After auditing hundreds of people, certain patterns emerge consistently:
The Morning Maze Most people face 50-100 decisions before leaving home. The "simple" morning routine is actually a decision gauntlet: - When to wake up (snooze or not?) - What to wear (weather check, matching, accessories) - Breakfast choices (what, how much, when) - Information consumption (news, social media, email) - Departure logistics (what to bring, which route)
Sarah discovered she made 73 decisions before 8 AM. No wonder she arrived at work exhausted.
The Digital Quicksand Your phone generates more decisions than any other single source. Marcus tracked his digital decisions for one hour: - 47 notification responses - 23 app switches - 31 content choices (what to read/watch) - 19 interaction decisions (like, share, respond) - 14 setting/preference choices
That's 134 decisions in 60 minutes, just from one device.
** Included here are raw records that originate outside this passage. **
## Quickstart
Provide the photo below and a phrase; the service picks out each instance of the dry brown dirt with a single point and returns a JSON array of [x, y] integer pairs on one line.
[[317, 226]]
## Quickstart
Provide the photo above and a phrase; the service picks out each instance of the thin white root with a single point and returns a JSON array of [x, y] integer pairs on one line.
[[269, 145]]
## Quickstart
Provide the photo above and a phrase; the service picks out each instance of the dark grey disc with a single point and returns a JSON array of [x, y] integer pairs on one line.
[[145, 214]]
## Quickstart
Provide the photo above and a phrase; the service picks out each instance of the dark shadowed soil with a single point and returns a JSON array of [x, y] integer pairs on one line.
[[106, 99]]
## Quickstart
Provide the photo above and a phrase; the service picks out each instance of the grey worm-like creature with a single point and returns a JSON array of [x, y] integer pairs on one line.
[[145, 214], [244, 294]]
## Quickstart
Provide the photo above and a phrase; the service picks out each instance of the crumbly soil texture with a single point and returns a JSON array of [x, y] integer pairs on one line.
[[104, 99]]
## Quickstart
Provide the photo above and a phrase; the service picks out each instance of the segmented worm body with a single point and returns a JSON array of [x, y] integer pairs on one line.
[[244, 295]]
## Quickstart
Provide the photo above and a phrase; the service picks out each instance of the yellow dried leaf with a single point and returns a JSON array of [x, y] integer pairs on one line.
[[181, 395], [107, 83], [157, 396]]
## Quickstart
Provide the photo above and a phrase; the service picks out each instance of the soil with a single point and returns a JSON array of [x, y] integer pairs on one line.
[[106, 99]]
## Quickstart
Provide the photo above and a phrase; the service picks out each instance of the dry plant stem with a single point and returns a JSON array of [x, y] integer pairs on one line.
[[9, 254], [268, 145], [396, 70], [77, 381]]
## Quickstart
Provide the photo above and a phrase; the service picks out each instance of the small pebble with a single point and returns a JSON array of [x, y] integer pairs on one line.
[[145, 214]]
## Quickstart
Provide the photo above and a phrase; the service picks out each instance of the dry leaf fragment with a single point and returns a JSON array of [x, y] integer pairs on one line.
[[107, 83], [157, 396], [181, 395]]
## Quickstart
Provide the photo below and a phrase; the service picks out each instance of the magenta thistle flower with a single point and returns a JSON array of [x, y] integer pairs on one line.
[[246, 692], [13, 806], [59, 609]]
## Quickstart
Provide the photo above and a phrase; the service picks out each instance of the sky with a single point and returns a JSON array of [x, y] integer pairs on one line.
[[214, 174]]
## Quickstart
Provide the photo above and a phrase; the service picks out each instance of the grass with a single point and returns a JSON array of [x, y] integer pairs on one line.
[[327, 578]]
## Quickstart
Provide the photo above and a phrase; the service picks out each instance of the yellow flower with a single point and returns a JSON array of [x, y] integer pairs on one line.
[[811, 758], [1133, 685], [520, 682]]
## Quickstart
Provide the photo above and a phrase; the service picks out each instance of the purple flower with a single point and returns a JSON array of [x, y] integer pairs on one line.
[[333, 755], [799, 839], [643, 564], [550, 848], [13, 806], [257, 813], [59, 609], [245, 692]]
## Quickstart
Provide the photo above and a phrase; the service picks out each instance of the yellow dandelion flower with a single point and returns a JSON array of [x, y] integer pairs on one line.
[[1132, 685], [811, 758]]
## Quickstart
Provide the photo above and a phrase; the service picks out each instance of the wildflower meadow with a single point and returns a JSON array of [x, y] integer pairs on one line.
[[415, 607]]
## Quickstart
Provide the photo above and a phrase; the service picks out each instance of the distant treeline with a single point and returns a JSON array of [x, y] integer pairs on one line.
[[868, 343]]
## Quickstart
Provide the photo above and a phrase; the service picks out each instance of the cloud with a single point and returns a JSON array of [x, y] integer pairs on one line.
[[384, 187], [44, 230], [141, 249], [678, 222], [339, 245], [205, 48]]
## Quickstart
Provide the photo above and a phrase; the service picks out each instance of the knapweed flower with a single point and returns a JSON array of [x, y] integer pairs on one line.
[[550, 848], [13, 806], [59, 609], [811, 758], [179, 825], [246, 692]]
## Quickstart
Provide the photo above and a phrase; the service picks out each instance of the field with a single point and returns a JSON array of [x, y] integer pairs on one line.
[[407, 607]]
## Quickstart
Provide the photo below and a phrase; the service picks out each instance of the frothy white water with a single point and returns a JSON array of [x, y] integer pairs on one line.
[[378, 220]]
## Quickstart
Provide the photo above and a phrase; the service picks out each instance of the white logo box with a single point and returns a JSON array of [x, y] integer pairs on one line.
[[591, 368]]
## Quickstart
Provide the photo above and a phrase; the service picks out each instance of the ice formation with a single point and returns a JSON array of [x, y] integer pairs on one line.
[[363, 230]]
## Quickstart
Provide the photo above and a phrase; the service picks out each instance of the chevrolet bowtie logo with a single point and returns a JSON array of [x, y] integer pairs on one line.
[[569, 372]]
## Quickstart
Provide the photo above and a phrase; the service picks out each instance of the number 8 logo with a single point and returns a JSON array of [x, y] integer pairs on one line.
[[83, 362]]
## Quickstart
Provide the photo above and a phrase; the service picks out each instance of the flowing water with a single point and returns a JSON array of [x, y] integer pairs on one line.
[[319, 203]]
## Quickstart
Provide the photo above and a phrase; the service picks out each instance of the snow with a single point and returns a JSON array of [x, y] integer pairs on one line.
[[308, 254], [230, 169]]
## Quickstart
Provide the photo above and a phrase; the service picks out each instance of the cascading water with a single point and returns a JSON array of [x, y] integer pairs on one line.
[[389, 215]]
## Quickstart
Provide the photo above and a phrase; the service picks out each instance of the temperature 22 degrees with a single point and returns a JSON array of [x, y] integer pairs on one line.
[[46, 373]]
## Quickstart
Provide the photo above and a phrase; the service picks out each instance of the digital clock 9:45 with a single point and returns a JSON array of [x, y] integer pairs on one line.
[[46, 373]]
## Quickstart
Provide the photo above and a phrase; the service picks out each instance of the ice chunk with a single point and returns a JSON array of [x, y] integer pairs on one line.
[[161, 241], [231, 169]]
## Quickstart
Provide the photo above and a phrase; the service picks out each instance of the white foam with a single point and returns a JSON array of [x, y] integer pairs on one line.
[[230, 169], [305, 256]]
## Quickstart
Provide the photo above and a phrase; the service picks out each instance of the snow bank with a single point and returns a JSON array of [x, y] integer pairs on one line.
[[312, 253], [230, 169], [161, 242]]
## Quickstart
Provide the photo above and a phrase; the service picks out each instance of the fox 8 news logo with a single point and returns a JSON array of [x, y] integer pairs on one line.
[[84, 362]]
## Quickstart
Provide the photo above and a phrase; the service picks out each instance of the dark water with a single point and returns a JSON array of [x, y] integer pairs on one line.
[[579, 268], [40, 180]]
The Workplace Avalanche Knowledge workers face constant micro-decisions: - Email triage (read now, later, delete, forward) - Meeting participation (speak up, stay quiet, what to say) - Task switching (what next, how long, which tool) - Communication choices (email, chat, call, walk over) - Focus protection (allow interruption or not)
Lisa, a marketing manager, made over 300 work-related decisions before lunch. Her actual "work" happened in the gaps between choosing.
The Evening Collapse By evening, decision quality craters. Your audit will likely show: - More time spent on trivial choices - Higher difficulty ratings for simple decisions - More unhappy outcomes - Increased decision avoidance
This isn't weakness—it's depletion. Your brain is running on fumes.